North Korean satellite may already be dead

The three stages of North Korea's rocket launch CBS News

North Koreans honored their former leader, Kim Jong Il, on the one year anniversary of his death Monday. The mood of the totalitarian nation was uplifted, in part because of the successful rocket launch last week that sent a North Korean satellite into orbit. However, new reports suggest that the satellite -- named in honor of Kim -- is spiraling out of control and may already be dead.

"It's tumbling and we haven't picked up any transmission," Harvard astronomer Jonathan McDowell told the New York Times. "Those two things are most consistent with the satellite being entirely inactive at this point."

No reports have surfaced from North Korea concerning the state of the satellite. However, as the nation mourns their former leader, several prominent North Korean officials have pointed to the successful rocket launch as a major achievement for the country.
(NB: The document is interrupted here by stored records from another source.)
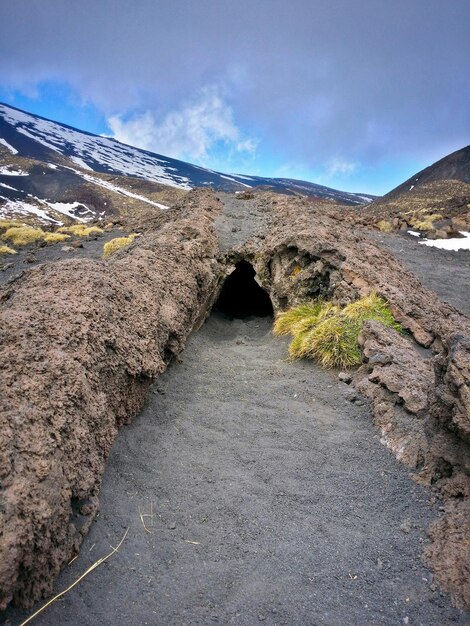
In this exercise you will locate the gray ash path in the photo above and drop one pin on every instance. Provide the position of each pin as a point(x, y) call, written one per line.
point(240, 221)
point(273, 502)
point(444, 272)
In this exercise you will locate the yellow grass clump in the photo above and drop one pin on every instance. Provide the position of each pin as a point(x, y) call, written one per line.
point(5, 224)
point(22, 235)
point(384, 226)
point(80, 230)
point(7, 250)
point(116, 244)
point(328, 334)
point(55, 237)
point(426, 222)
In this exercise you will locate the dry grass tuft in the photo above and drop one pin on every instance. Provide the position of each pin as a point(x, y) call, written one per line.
point(23, 235)
point(7, 250)
point(328, 334)
point(81, 230)
point(116, 244)
point(384, 226)
point(55, 237)
point(426, 222)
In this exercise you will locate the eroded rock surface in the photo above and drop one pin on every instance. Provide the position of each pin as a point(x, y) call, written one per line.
point(83, 339)
point(81, 342)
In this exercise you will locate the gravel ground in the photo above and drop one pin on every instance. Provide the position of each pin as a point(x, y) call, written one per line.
point(267, 496)
point(446, 273)
point(255, 491)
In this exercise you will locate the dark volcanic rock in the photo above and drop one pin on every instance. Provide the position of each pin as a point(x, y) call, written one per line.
point(81, 342)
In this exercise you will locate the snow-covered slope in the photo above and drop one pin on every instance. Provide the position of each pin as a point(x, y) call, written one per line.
point(66, 158)
point(36, 137)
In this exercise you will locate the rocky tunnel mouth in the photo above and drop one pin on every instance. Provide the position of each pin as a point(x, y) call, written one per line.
point(241, 296)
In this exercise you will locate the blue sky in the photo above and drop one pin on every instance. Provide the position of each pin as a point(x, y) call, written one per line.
point(357, 95)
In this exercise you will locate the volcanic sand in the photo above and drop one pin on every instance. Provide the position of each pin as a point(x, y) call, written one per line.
point(266, 496)
point(255, 490)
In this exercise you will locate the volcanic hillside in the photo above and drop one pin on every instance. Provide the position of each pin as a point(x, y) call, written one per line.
point(55, 172)
point(435, 199)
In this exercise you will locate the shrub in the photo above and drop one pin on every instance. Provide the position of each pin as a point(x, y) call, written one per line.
point(426, 222)
point(55, 237)
point(80, 230)
point(117, 243)
point(384, 226)
point(328, 334)
point(5, 224)
point(22, 235)
point(7, 250)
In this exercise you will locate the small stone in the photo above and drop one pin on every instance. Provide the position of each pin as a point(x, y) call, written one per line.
point(379, 358)
point(406, 526)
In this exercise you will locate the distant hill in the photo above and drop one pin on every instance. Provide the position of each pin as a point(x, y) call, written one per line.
point(435, 199)
point(44, 163)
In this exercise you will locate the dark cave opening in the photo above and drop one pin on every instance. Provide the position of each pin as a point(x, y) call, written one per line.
point(241, 296)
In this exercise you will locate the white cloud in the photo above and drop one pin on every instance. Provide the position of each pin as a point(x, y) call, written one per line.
point(190, 132)
point(341, 167)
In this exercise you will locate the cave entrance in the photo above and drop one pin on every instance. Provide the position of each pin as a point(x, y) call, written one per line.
point(241, 296)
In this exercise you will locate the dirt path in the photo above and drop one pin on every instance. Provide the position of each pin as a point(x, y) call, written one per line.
point(273, 502)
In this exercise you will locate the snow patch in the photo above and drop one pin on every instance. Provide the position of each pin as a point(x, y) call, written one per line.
point(7, 145)
point(450, 244)
point(4, 171)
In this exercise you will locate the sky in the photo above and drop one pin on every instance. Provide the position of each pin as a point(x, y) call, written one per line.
point(353, 94)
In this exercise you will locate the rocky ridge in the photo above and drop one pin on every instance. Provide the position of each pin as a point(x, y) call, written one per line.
point(69, 385)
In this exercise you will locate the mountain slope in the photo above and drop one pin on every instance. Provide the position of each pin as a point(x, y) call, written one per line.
point(435, 199)
point(71, 152)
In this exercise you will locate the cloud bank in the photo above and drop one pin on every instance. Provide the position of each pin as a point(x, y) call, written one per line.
point(363, 82)
point(191, 132)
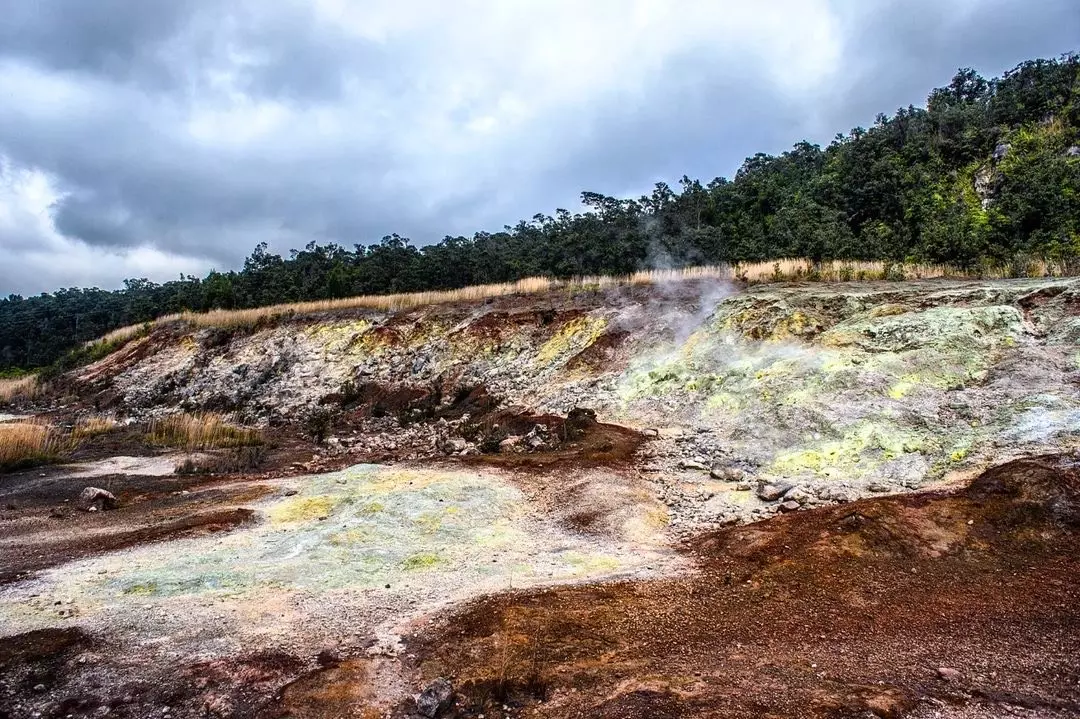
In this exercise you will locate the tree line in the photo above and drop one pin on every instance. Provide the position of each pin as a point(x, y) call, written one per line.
point(987, 172)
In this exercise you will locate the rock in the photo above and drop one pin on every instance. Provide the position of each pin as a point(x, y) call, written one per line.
point(727, 473)
point(455, 446)
point(510, 444)
point(947, 674)
point(838, 493)
point(94, 499)
point(772, 491)
point(798, 494)
point(436, 697)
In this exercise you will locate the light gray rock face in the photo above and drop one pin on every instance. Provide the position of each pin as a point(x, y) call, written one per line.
point(435, 699)
point(95, 499)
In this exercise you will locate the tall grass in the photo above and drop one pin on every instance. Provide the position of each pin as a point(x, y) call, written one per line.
point(22, 388)
point(26, 444)
point(782, 270)
point(93, 426)
point(203, 431)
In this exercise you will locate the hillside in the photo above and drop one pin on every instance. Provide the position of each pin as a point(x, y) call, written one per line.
point(658, 499)
point(986, 177)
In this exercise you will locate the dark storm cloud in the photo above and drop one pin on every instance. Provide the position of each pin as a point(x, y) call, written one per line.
point(199, 127)
point(896, 53)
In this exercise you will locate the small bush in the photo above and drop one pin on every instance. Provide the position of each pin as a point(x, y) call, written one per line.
point(319, 422)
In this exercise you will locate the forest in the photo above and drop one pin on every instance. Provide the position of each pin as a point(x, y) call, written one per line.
point(986, 173)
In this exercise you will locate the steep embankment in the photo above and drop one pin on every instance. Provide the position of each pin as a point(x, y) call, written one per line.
point(844, 390)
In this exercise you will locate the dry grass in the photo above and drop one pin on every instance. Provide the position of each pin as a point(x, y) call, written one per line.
point(24, 388)
point(120, 336)
point(783, 270)
point(26, 444)
point(382, 302)
point(203, 431)
point(93, 426)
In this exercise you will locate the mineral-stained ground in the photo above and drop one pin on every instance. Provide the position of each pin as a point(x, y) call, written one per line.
point(692, 500)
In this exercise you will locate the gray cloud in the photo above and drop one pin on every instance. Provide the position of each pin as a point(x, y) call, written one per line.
point(166, 136)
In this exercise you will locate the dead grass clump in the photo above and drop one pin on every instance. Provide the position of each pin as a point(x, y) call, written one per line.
point(22, 388)
point(237, 460)
point(781, 270)
point(120, 336)
point(27, 444)
point(203, 431)
point(93, 426)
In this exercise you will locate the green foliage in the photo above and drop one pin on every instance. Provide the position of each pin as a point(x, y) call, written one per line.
point(988, 172)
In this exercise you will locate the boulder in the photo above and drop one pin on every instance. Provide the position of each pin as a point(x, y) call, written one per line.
point(772, 491)
point(455, 446)
point(510, 444)
point(727, 473)
point(435, 699)
point(95, 499)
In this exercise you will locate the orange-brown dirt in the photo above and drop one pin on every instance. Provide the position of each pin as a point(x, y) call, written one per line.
point(846, 611)
point(41, 529)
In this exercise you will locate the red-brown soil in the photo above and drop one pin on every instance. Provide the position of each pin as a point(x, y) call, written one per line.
point(40, 527)
point(839, 612)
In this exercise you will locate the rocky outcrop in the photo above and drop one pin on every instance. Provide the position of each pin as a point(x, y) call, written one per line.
point(844, 390)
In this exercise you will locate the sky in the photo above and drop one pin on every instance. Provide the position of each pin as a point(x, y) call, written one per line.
point(152, 138)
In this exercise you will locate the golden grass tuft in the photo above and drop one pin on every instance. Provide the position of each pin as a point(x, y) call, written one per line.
point(23, 388)
point(782, 270)
point(26, 444)
point(120, 336)
point(202, 431)
point(93, 426)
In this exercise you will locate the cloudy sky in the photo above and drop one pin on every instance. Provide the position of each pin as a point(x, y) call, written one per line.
point(158, 137)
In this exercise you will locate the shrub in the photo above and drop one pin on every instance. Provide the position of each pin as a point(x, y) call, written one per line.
point(318, 423)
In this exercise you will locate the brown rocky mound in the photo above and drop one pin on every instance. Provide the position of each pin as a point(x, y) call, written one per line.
point(934, 605)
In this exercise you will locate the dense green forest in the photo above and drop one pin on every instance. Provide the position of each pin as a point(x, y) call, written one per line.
point(987, 172)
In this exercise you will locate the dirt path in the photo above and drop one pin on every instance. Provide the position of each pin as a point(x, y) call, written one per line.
point(839, 612)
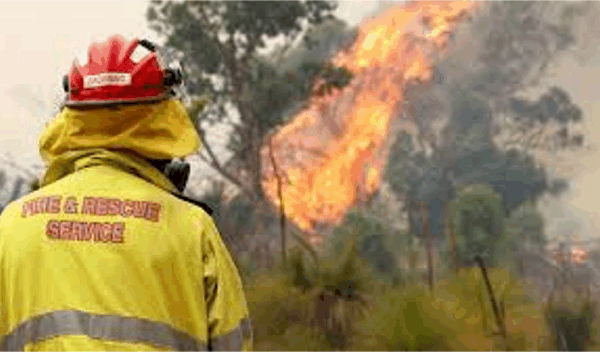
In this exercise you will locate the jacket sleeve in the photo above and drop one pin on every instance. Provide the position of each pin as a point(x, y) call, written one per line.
point(229, 327)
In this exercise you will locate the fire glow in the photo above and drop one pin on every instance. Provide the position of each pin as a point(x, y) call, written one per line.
point(333, 153)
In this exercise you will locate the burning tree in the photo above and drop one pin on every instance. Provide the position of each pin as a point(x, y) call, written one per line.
point(334, 151)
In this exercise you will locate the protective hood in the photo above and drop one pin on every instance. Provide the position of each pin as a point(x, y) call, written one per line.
point(155, 131)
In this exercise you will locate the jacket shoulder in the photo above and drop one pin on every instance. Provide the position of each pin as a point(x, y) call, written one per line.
point(207, 209)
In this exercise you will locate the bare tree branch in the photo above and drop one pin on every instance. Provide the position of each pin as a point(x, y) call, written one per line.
point(281, 203)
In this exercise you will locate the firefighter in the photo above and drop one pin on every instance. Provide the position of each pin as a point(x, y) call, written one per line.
point(108, 254)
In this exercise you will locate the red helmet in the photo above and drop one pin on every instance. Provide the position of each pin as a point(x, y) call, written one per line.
point(112, 77)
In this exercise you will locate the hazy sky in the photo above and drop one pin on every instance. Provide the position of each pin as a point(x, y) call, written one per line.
point(39, 40)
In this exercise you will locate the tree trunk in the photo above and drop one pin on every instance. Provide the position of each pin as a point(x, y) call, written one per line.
point(429, 245)
point(451, 235)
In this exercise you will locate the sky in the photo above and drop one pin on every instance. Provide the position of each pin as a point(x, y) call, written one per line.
point(40, 39)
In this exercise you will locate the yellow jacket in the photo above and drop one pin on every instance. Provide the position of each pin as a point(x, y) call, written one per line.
point(104, 257)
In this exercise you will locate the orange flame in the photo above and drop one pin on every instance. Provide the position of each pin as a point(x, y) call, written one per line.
point(333, 152)
point(577, 256)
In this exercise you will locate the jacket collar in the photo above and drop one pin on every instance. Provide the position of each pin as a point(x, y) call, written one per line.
point(73, 161)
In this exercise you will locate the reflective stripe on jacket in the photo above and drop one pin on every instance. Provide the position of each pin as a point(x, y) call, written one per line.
point(104, 260)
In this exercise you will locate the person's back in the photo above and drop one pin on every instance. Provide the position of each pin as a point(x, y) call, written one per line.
point(105, 256)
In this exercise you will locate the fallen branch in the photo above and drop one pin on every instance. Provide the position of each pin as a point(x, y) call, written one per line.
point(499, 318)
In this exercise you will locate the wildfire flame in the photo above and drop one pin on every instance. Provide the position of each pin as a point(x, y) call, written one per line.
point(577, 256)
point(332, 154)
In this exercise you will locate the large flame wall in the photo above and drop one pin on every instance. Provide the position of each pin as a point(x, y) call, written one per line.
point(332, 153)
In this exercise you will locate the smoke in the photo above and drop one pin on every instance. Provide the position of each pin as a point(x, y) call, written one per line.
point(576, 212)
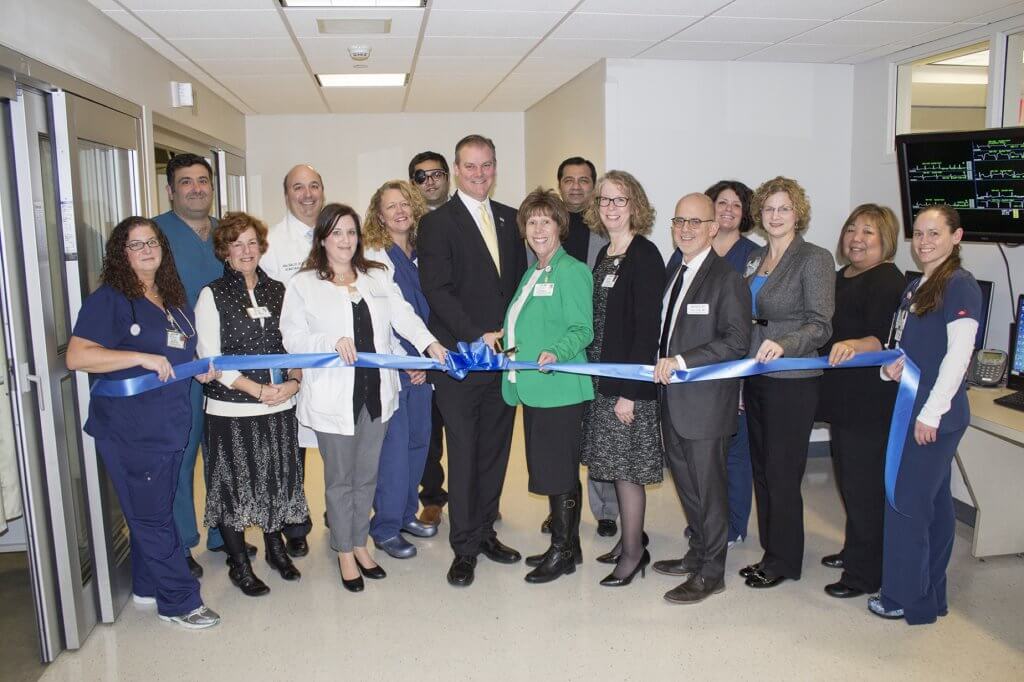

Speaking outside the mausoleum dedicated to Kim, the military's top political officer, Choe Ryong Hae, said North Korea should be proud of the satellite, calling it "a political event with great significance in the history of Korea and humanity."

Speaking with the Times, Dr. McDowell said that optical telescopes have spotted the satellite brightening and dimming as the washing machine-sized spacecraft tumbled end over end. Additionally, radio astronomers have picked up no signals from the satellite.

However, the lifespan of the satellite may be a secondary concern to North Korea, with the success of the rocket launch itself a much higher priority. The United States and other nations viewed last week's launch as a thinly disguised cover for testing missile technology that could someday be used for a nuclear warhead.

The U.N. Security Council, which has punished North Korea repeatedly for developing its nuclear program, condemned North Korea's action and said it will urgently consider "an appropriate response." The White House called the launch a "highly provocative act that threatens regional security," and even the North's most important ally, China, expressed regret.

The scientists in charge of North Korea's rocket program were invited by Kim's son, Kim Jong Un, to attend the mourning service in Pyongyang, in a symbol of how highly North Korea valued the successful launch.